* Re: Typing raw bytes
2013-01-20 20:10 Typing raw bytes Eli Zaretskii
@ 2013-01-20 20:50 ` Ivan Andrus
2013-01-20 20:55 ` Michael Welsh Duggan
` (5 subsequent siblings)
6 siblings, 0 replies; 23+ messages in thread
From: Ivan Andrus @ 2013-01-20 20:50 UTC (permalink / raw)
To: Eli Zaretskii; +Cc: emacs-devel@gnu.org discussions
On Jan 20, 2013, at 9:10 PM, Eli Zaretskii <eliz@gnu.org> wrote:
> Suppose I want to create a file whose contents is a series of certain
> bytes. How would I go about that?
>
> I tried "M-x hexl-mode RET" in a new buffer, but it evidently doesn't
> let you insert bytes, only edit existing bytes.
I for one would love it if hexl-mode let you insert bytes.
-Ivan
^ permalink raw reply [flat|nested] 23+ messages in thread
* Re: Typing raw bytes
2013-01-20 20:10 Typing raw bytes Eli Zaretskii
2013-01-20 20:50 ` Ivan Andrus
@ 2013-01-20 20:55 ` Michael Welsh Duggan
2013-01-20 21:33 ` Eli Zaretskii
2013-01-20 20:59 ` Benjamin Riefenstahl
` (4 subsequent siblings)
6 siblings, 1 reply; 23+ messages in thread
From: Michael Welsh Duggan @ 2013-01-20 20:55 UTC (permalink / raw)
To: Eli Zaretskii; +Cc: emacs-devel
Eli Zaretskii <eliz@gnu.org> writes:
> Suppose I want to create a file whose contents is a series of certain
> bytes. How would I go about that?
>
> I tried "M-x hexl-mode RET" in a new buffer, but it evidently doesn't
> let you insert bytes, only edit existing bytes.
>
> Next I tried "C-x RET f raw-text RET" in a new buffer followed by
> "C-q NNN" etc., but the data written thereafter to disk is more bytes
> than I typed, because, I guess, "C-q NNN" inserts windows-1255
> characters (this is on Windows, where keyboard-coding-system is
> windows-1255-unix), and what winds up in the file is their UTF-8
> encoding.
Could you give an example that fails to do what is expected? I tried
what you referenced above, using "C-x RET f raw-text RET" and C-q insert
bytes. Saving the file worked just fine, resulting in the expected file
length. "M-x find-file-literally" on the resulting file also seemed to
work just fine. Note, however, that I am running Emacs under GNU/Linux.
--
Michael Welsh Duggan
(md5i@md5i.com)
^ permalink raw reply [flat|nested] 23+ messages in thread
* Re: Typing raw bytes
2013-01-20 20:55 ` Michael Welsh Duggan
@ 2013-01-20 21:33 ` Eli Zaretskii
2013-01-20 21:43 ` Michael Welsh Duggan
0 siblings, 1 reply; 23+ messages in thread
From: Eli Zaretskii @ 2013-01-20 21:33 UTC (permalink / raw)
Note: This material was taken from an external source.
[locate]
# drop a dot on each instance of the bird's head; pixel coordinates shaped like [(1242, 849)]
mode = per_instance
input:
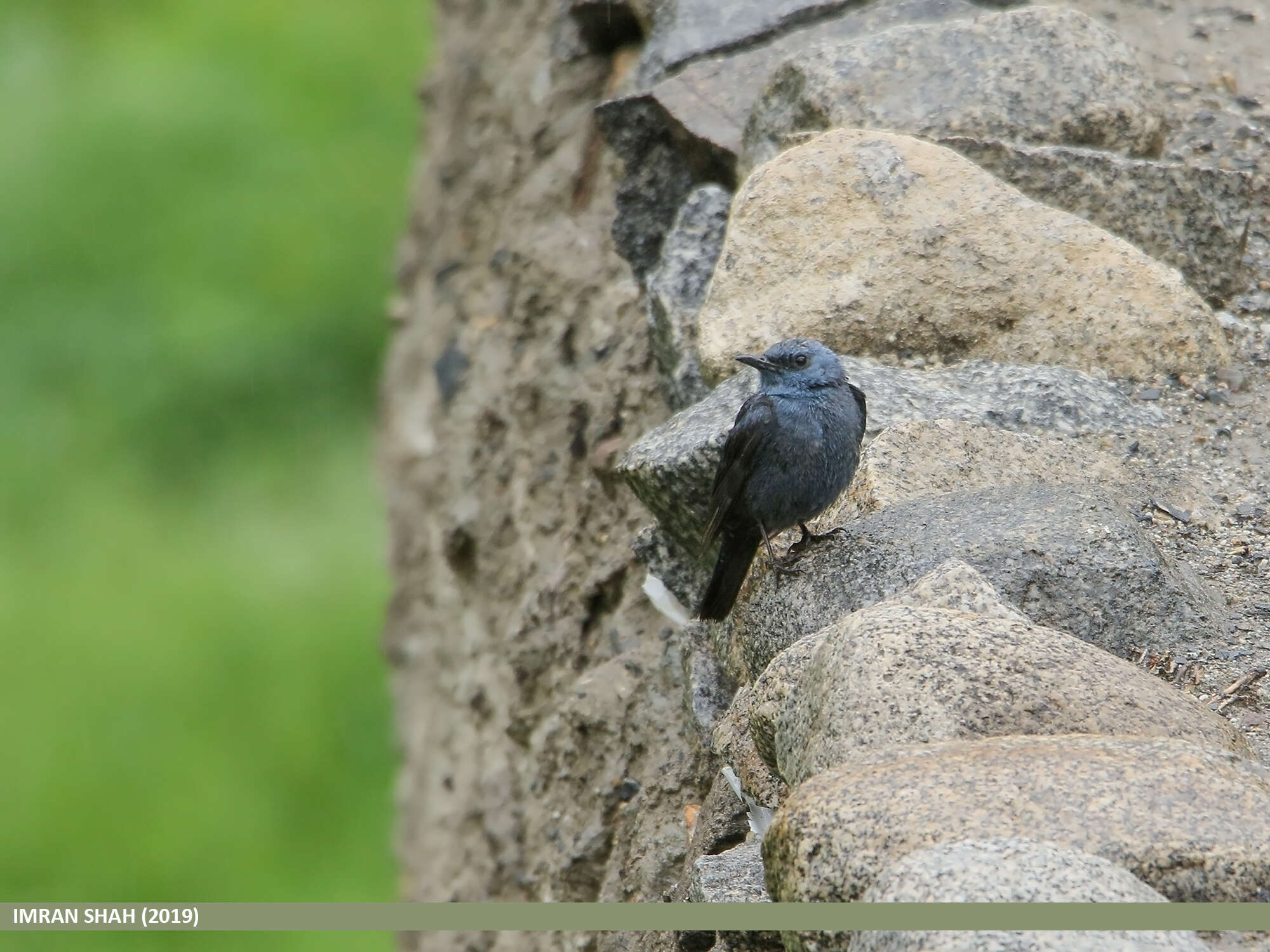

To: Michael Welsh Duggan; +Cc: emacs-devel
> From: Michael Welsh Duggan <mwd@md5i.com>
> Cc: emacs-devel@gnu.org
> Date: Sun, 20 Jan 2013 15:55:13 -0500
>
> Could you give an example that fails to do what is expected? I tried
> what you referenced above, using "C-x RET f raw-text RET" and C-q insert
> bytes. Saving the file worked just fine, resulting in the expected file
> length. "M-x find-file-literally" on the resulting file also seemed to
> work just fine. Note, however, that I am running Emacs under GNU/Linux.
If that was a GUI session, then on GNU/Linux there's no decoding of
keyboard input. Try in a TTY session instead.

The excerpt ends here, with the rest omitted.